Of course, the collation of reviews by professional fakers is no doubt the tip of the iceberg, with many more fake reviews submitted by the supplier themselves.  A salient story from the National Health Service emphasises this all too clearly.

A BBC report into the reviews left on the NHS Choices website found that 49% of the reviews left on the Nottinghamshire Healthcare Trust profile were submitted from staff computers.  The trust defended themselves by claiming that the reviews were posted onto the Patient Opinion website, before then being syndicated onto NHS Choices.  The trust claim that the reviews submitted to Patient Opinion were done on behalf of patients, hence why they were posted from Trust computers.

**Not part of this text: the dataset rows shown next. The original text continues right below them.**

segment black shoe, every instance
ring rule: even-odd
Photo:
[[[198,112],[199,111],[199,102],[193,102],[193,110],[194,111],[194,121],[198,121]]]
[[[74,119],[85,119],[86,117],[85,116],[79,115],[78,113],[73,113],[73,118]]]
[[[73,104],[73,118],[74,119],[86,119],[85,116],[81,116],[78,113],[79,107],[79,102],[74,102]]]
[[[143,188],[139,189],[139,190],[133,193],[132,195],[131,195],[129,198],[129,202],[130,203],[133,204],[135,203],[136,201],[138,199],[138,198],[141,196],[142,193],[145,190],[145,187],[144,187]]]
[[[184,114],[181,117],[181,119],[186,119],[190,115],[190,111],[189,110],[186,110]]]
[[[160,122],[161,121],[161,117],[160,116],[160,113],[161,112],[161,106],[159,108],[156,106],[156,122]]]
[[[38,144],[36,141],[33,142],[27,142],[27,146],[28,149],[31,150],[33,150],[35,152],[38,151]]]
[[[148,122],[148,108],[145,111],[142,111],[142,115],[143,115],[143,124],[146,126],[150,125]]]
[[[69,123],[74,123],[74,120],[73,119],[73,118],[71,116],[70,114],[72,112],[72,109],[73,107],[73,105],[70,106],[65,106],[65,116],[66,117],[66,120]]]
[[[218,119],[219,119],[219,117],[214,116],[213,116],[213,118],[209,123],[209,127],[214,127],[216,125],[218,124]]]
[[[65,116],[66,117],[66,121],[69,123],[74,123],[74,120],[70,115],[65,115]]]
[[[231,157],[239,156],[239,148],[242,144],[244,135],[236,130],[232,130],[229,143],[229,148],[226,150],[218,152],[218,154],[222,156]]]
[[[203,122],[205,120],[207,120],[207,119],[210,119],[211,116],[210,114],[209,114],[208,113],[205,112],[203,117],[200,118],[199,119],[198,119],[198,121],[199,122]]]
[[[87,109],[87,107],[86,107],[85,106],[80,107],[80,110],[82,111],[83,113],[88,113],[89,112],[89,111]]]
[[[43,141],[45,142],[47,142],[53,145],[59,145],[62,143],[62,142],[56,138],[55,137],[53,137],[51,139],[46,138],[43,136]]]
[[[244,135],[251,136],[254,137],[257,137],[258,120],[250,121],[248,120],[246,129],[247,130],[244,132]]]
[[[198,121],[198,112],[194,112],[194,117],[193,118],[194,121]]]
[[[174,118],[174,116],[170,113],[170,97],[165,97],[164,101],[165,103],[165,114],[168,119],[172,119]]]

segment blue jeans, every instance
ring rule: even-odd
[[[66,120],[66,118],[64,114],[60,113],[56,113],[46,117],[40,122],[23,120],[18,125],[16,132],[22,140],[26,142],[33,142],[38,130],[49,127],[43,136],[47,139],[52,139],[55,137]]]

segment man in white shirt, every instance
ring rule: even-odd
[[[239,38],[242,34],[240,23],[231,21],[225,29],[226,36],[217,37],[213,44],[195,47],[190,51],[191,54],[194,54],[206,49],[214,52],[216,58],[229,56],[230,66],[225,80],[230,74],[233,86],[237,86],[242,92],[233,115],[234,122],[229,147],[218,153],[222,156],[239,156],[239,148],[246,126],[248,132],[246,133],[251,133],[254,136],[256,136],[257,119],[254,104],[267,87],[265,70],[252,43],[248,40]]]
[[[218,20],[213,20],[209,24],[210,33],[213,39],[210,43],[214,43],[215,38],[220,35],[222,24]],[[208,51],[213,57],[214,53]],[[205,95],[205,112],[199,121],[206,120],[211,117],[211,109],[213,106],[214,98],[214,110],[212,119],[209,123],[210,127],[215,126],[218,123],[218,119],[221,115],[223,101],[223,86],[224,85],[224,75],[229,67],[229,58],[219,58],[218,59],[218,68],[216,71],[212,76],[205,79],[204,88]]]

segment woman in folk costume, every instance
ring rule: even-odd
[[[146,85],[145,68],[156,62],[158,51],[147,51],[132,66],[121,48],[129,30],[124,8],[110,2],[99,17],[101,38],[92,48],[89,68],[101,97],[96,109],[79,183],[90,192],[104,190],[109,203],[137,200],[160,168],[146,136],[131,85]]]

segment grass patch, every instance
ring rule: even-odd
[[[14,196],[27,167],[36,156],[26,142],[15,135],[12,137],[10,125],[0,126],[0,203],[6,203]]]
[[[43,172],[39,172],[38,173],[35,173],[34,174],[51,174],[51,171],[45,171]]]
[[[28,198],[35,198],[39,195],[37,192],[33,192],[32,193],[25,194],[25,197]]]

Amidst the furore, Patient Opinion themselves defended their role in the situation, claiming that their service doesn’t exist to provide Trip Advisor style ratings but rather to help the NHS improve the quality of its service.

Of course, it’s not all bad news.  A recent study exploring reviews in the US found that reviews broadly correlated with the actual performance of clinicians.  A second study was less optimistic however, with transparency a major area of concern.

“My personal opinion is that it is difficult to trust the sites partly because of a lack of transparency about who is leaving the ratings,” researchers said.

Whilst many other industries have experienced severe challenges managing this problem, it is undoubtedly more serious in the healthcare industry, where decisions can literally mean life or death.  It’s far from clear that Nottinghamshire Trust have been doing anything as nefarious as astroturfing, but it’s also clear that much more needs to be done to improve the transparency of such services so that patients can trust what they’re reading.

Feedback is so very important, both to end users but also to service providers, so it’s crucial that these kind of negative stories don’t put people off of using (nor offering) them.  The healthcare industry will need to follow closely however moves made by other industries that are perhaps further along in their use of customer reviews to ensure that patients can have faith in the validity of the reviews left.